Panzerden önce sivil bir araç çarpmış

Rapor, Mesut Yıldırım’ın iki çocuğunu kaybettiği evine panzer kazasından önce sivil bir aracın çarptığını ortaya koydu. 2014 yılında da bu davanın takipsizlikle sonuçlandığı anlaşıldı. Baba Mesut Yıldırım’ın Meclis heyetine sözleri raporda, "Evin aynı duvarına daha önce de bir sivil aracın kaza sonucu çarptığını, herhangi bir yaralanma olmadığı için şikâyetçi olmadıklarını, kazanın duvara verdiği hafif zararı kendilerinin onardıklarını, ancak ilave tedbir alacak maddi imkânlarının olmadığını, imar planlarındaki değişiklik çalışmaları nedeniyle bölgedeki binaların yıkılma durumu olduğunu, bu nedenle evleri satamadıklarını ya da yıkamadıklarını, yine de duvarı onarmak istediklerini ancak yapamadıklarını, Evlerine gelerek, telefonla arayarak acılarını hafifletenlere çok teşekkür ettiklerini, Şırnak Valisi'nin aynı gece geldiğini, gönüllü avukatlarının çok sayıda olduğunu ifade etmiştir" şeklinde yer aldı.
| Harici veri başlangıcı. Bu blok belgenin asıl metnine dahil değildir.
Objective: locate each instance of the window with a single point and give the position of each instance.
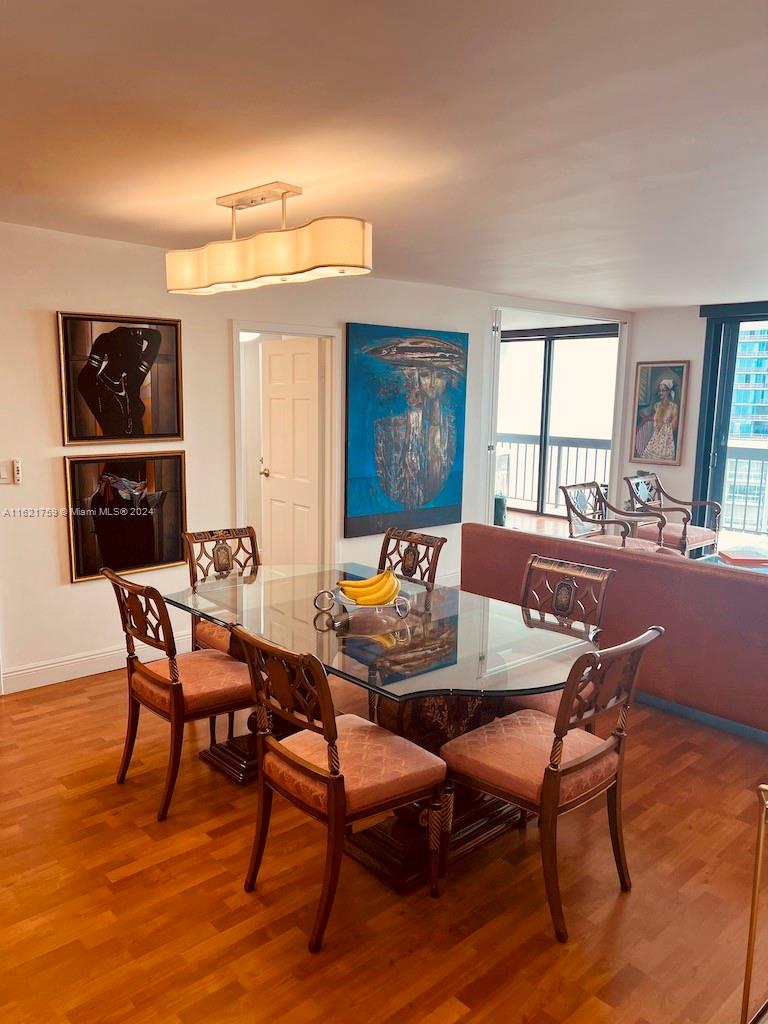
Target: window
(555, 413)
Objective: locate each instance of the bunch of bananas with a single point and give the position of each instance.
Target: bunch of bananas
(379, 590)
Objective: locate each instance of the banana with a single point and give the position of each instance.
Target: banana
(382, 594)
(350, 586)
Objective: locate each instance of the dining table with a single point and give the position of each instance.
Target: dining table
(441, 663)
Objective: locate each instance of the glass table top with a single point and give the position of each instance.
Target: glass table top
(452, 642)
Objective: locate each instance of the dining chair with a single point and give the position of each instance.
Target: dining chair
(552, 766)
(219, 552)
(179, 688)
(411, 556)
(590, 513)
(337, 770)
(563, 596)
(647, 495)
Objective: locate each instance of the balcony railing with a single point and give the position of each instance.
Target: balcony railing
(745, 491)
(570, 460)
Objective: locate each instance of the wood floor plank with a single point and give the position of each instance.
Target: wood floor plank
(108, 916)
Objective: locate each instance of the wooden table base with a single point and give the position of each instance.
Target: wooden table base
(235, 757)
(396, 850)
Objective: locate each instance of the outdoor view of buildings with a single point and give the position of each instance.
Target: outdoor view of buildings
(744, 505)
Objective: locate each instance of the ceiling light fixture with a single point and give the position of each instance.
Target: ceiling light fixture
(327, 247)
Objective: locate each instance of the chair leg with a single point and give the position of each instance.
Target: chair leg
(334, 851)
(130, 737)
(613, 796)
(434, 826)
(548, 830)
(177, 738)
(446, 823)
(259, 839)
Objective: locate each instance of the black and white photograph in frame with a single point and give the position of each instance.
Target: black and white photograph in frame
(121, 378)
(126, 512)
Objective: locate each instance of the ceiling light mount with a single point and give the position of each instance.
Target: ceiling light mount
(323, 248)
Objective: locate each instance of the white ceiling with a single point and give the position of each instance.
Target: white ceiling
(603, 152)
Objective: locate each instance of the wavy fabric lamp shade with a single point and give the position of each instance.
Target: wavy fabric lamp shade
(327, 247)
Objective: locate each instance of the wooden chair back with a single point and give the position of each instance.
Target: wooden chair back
(220, 552)
(143, 615)
(567, 591)
(292, 686)
(598, 684)
(585, 506)
(645, 491)
(411, 556)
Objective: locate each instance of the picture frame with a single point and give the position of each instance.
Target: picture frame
(125, 511)
(121, 378)
(658, 412)
(404, 413)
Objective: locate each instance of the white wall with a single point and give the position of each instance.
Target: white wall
(52, 630)
(674, 334)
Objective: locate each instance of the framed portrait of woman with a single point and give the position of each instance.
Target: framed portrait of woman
(121, 378)
(659, 413)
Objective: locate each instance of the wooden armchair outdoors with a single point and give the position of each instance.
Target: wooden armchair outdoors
(566, 595)
(179, 688)
(337, 770)
(551, 766)
(647, 495)
(590, 514)
(410, 555)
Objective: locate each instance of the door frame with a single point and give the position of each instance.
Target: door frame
(329, 418)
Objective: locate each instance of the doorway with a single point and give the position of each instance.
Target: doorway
(284, 465)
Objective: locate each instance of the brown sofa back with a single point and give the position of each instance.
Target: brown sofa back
(714, 655)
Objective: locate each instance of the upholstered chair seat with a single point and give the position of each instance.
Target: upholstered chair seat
(550, 766)
(378, 765)
(630, 544)
(513, 753)
(209, 680)
(698, 537)
(337, 769)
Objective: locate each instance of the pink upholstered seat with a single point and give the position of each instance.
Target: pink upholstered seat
(377, 765)
(698, 537)
(512, 754)
(212, 636)
(209, 680)
(614, 541)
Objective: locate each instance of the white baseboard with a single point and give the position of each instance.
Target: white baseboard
(28, 677)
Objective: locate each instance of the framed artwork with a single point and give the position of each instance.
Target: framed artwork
(406, 401)
(125, 511)
(659, 413)
(121, 378)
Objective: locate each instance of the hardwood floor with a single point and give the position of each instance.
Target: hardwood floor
(108, 916)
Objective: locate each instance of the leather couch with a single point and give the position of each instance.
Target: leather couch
(714, 655)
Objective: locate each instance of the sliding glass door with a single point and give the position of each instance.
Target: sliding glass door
(555, 413)
(732, 457)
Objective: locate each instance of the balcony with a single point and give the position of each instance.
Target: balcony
(745, 491)
(570, 461)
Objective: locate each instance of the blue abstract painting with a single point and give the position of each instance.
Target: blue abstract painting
(407, 394)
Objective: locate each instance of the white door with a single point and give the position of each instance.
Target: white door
(291, 436)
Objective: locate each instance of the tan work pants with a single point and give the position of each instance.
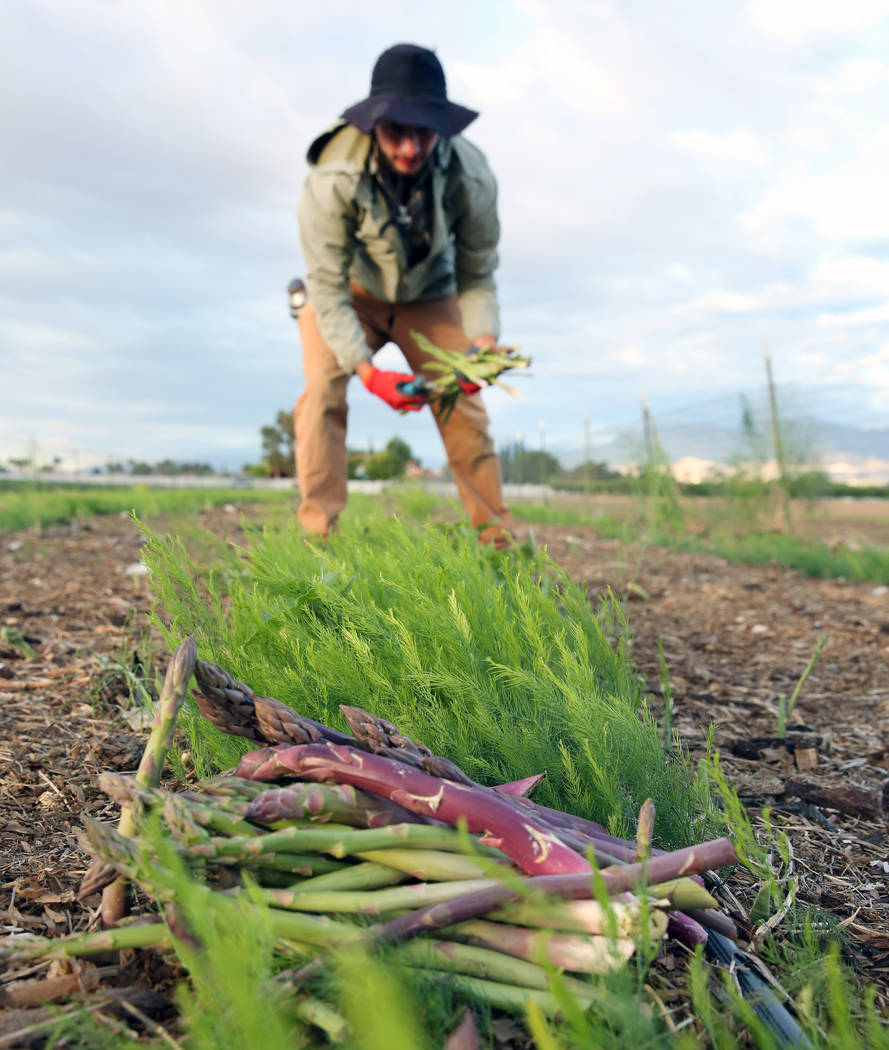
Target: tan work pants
(321, 411)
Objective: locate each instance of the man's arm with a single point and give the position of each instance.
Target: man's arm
(326, 231)
(477, 234)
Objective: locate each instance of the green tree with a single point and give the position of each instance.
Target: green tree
(521, 465)
(279, 446)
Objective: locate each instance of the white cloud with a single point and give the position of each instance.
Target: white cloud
(720, 301)
(851, 318)
(736, 147)
(799, 21)
(853, 275)
(632, 356)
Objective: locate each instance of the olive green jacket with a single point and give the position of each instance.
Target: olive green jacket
(347, 235)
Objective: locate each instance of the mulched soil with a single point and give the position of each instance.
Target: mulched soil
(72, 613)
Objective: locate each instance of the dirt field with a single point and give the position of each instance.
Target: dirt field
(735, 639)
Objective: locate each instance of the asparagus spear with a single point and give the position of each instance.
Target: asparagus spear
(324, 802)
(689, 861)
(530, 844)
(172, 696)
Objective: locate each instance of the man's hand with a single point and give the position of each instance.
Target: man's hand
(389, 386)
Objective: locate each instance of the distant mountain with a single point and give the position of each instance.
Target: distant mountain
(847, 453)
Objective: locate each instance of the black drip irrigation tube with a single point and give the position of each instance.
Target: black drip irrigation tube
(758, 992)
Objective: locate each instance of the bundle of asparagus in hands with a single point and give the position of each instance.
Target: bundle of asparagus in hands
(330, 828)
(482, 366)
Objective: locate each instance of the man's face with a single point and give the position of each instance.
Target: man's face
(405, 146)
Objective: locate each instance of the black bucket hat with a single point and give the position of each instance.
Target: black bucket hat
(408, 86)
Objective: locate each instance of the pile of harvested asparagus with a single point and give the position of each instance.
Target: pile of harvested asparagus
(330, 828)
(482, 365)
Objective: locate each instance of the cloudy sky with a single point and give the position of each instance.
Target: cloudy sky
(679, 183)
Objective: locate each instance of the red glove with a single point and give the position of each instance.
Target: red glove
(390, 387)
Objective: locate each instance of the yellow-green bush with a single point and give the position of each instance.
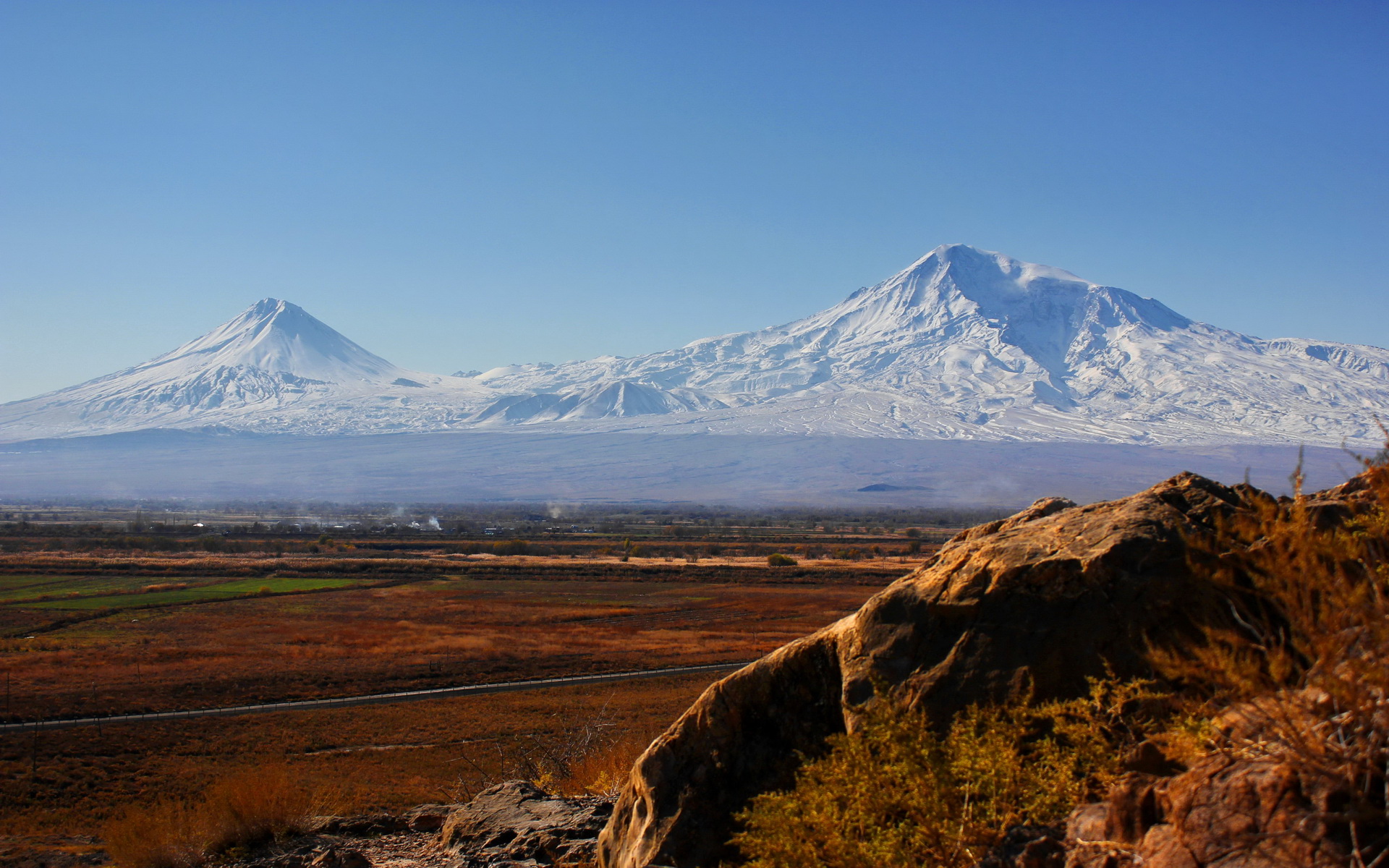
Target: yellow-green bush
(898, 793)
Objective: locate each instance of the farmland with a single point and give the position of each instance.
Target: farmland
(102, 632)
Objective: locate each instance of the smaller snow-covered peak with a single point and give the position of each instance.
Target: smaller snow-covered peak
(279, 338)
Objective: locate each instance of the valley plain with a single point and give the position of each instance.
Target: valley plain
(103, 631)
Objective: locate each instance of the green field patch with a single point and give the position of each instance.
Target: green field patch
(224, 590)
(81, 587)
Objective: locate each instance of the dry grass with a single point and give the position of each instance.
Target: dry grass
(1298, 646)
(377, 757)
(417, 635)
(243, 809)
(898, 795)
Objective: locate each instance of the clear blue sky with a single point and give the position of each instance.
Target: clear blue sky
(463, 185)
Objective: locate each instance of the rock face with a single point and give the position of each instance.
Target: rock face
(520, 824)
(1040, 600)
(1226, 812)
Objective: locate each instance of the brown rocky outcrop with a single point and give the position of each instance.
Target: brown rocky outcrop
(520, 824)
(1040, 602)
(1226, 813)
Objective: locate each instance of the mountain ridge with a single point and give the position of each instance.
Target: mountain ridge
(964, 344)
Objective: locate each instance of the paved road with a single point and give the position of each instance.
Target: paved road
(373, 699)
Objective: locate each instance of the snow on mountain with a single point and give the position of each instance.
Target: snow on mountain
(271, 368)
(970, 344)
(963, 345)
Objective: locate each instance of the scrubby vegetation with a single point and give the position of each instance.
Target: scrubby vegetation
(242, 810)
(1295, 656)
(898, 793)
(1289, 667)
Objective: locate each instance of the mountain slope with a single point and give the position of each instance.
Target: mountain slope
(970, 344)
(271, 368)
(961, 345)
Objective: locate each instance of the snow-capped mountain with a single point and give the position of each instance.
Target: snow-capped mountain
(963, 345)
(970, 344)
(271, 368)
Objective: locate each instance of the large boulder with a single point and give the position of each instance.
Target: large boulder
(1038, 602)
(519, 824)
(1228, 812)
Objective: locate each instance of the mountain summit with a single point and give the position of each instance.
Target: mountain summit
(273, 367)
(964, 344)
(975, 345)
(278, 338)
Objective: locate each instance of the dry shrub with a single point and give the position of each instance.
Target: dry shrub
(603, 771)
(1298, 643)
(895, 793)
(166, 835)
(245, 809)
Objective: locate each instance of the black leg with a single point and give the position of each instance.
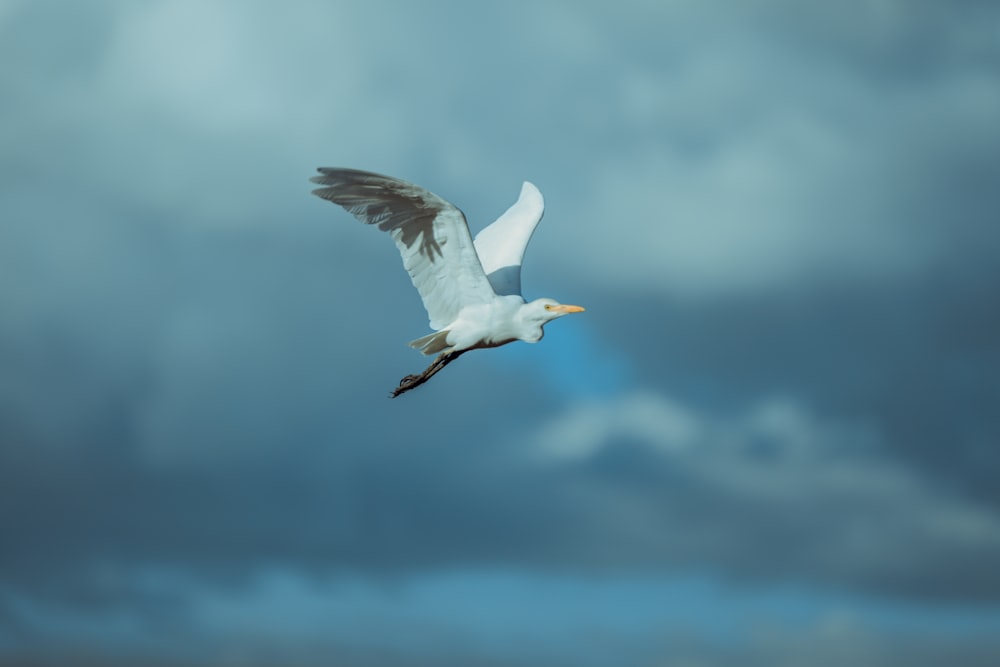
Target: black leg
(414, 381)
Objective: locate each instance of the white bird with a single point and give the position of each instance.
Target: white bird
(470, 289)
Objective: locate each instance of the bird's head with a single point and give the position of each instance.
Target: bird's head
(545, 310)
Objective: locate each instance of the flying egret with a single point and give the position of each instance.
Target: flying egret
(471, 289)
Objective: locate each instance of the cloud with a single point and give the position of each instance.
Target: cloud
(775, 216)
(671, 487)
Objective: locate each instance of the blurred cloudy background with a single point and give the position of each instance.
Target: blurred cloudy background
(771, 440)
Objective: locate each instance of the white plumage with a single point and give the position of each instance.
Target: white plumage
(470, 289)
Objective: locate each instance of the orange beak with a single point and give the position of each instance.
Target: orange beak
(562, 308)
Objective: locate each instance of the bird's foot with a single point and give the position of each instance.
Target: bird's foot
(412, 381)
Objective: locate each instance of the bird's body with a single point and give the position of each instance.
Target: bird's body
(470, 288)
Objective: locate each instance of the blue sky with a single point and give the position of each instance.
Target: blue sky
(769, 440)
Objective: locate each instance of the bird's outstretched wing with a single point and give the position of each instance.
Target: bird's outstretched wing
(501, 245)
(431, 234)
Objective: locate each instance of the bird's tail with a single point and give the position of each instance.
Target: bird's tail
(432, 343)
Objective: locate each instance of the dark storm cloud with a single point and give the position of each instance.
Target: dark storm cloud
(774, 208)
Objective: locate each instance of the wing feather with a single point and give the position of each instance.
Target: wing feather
(432, 236)
(501, 245)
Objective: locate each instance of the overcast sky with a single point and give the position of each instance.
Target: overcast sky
(771, 439)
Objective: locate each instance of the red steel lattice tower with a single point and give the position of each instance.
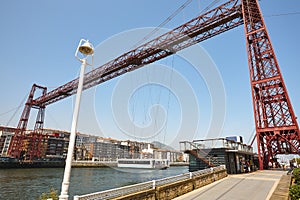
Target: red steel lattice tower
(277, 131)
(28, 146)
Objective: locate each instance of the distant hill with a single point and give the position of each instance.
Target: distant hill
(160, 145)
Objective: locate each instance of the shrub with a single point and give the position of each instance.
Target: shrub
(295, 192)
(296, 173)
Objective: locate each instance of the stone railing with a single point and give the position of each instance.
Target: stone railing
(166, 188)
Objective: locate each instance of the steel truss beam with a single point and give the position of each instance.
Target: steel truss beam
(214, 22)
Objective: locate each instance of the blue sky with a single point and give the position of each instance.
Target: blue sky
(39, 40)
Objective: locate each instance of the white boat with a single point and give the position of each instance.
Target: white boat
(144, 163)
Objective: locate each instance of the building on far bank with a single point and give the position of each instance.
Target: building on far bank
(54, 146)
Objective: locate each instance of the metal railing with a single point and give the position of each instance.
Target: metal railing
(122, 191)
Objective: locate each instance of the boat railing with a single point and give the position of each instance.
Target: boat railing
(122, 191)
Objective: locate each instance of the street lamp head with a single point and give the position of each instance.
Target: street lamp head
(84, 51)
(86, 48)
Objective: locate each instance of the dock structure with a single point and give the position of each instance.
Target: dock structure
(236, 156)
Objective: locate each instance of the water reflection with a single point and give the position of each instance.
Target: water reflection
(30, 183)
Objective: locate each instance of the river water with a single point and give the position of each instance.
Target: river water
(31, 183)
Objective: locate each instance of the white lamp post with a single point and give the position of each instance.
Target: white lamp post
(86, 49)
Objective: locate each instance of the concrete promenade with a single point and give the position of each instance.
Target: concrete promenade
(257, 185)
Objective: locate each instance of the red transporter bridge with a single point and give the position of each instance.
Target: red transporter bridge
(277, 131)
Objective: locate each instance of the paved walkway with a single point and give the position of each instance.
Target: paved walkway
(257, 185)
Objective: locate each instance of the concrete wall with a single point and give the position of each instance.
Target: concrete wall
(172, 190)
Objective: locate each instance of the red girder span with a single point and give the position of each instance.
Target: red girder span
(214, 22)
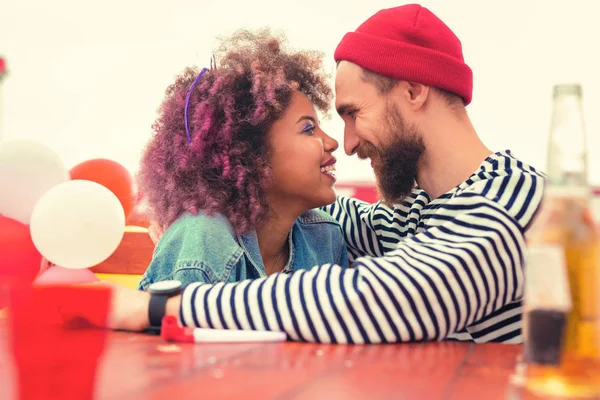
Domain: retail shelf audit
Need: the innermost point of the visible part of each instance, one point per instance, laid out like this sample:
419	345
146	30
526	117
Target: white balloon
77	224
27	170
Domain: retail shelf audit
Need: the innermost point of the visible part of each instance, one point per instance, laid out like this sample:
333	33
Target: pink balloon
60	275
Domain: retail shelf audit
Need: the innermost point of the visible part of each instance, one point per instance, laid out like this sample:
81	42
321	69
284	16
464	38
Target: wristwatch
160	292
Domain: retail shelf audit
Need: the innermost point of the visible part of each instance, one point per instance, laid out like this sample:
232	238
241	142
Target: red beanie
409	43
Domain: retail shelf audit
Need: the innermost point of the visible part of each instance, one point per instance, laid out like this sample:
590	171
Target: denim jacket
202	248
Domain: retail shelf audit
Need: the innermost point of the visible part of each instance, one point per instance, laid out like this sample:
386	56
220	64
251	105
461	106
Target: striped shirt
449	268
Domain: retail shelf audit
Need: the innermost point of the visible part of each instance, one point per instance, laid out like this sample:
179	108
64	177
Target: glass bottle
562	320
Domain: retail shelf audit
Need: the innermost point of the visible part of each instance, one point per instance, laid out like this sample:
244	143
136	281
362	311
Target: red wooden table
137	366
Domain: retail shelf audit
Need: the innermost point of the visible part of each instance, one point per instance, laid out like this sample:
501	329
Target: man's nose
351	140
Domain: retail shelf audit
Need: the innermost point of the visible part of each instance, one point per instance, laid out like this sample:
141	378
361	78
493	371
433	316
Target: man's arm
435	283
369	229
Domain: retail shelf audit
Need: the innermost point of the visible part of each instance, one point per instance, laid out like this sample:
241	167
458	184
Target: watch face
164	287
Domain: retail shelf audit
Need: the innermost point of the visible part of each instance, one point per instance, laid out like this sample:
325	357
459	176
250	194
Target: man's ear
413	94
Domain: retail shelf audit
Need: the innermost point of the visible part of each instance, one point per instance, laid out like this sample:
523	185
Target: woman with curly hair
238	164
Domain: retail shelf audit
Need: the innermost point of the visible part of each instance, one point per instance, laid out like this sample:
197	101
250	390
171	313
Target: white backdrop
86	77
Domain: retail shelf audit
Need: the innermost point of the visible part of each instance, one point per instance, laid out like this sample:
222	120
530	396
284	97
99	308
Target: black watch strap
157	309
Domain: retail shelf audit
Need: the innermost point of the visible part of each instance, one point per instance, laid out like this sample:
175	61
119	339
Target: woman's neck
273	243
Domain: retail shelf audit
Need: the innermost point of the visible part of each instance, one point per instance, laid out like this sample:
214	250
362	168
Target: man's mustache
366	150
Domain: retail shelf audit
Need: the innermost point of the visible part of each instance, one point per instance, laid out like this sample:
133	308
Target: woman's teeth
330	169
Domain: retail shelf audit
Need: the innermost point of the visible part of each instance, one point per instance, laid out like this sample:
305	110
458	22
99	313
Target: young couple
239	163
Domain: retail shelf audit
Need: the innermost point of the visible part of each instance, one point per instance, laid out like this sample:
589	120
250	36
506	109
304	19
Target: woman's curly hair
225	169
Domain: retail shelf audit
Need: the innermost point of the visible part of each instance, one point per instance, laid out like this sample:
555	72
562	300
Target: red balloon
19	259
111	175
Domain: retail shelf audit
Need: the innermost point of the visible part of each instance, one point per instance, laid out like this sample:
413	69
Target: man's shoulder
508	182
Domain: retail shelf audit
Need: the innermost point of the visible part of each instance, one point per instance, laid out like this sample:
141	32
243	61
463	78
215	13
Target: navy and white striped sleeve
367	227
434	284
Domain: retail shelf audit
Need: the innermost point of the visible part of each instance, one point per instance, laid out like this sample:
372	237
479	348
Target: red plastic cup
56	353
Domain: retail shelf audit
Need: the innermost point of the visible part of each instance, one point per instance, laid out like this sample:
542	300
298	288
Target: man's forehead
347	81
347	73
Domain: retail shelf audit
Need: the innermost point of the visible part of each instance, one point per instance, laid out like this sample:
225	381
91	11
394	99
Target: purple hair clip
187	103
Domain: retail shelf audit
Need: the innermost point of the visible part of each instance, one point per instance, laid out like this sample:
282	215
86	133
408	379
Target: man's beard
396	163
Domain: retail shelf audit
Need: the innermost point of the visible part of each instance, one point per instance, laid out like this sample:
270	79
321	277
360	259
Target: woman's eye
309	130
TBMM İnsan Haklarını İnceleme Komisyonu Silopi Raporu şöyle:

Konu: 4 Mayıs 2017 tarihinde Şırnak’ın Silopi ilçesinde meydana gelen, zırhlı polis panzerinin Mesut Yıldırım’ın evine çarparak içeri girmesi ve 7 yaşındaki Muhammet ve 6 yaşındaki Furkan kardeşlerin hayatlarını kaybetmesine neden olması (Konu ile ilgili 10.05.2017 tarihinde Komisyon olarak savcılığa suç duyurusunda bulunulmuş olup, 11.05.2017 tarihli Başkanlık Divanı kararı ile bütün partilerden milletvekillerinin katılabilmesi için 5 kişilik bir heyetle yerinde inceleme yapılmasına karar verilmiştir).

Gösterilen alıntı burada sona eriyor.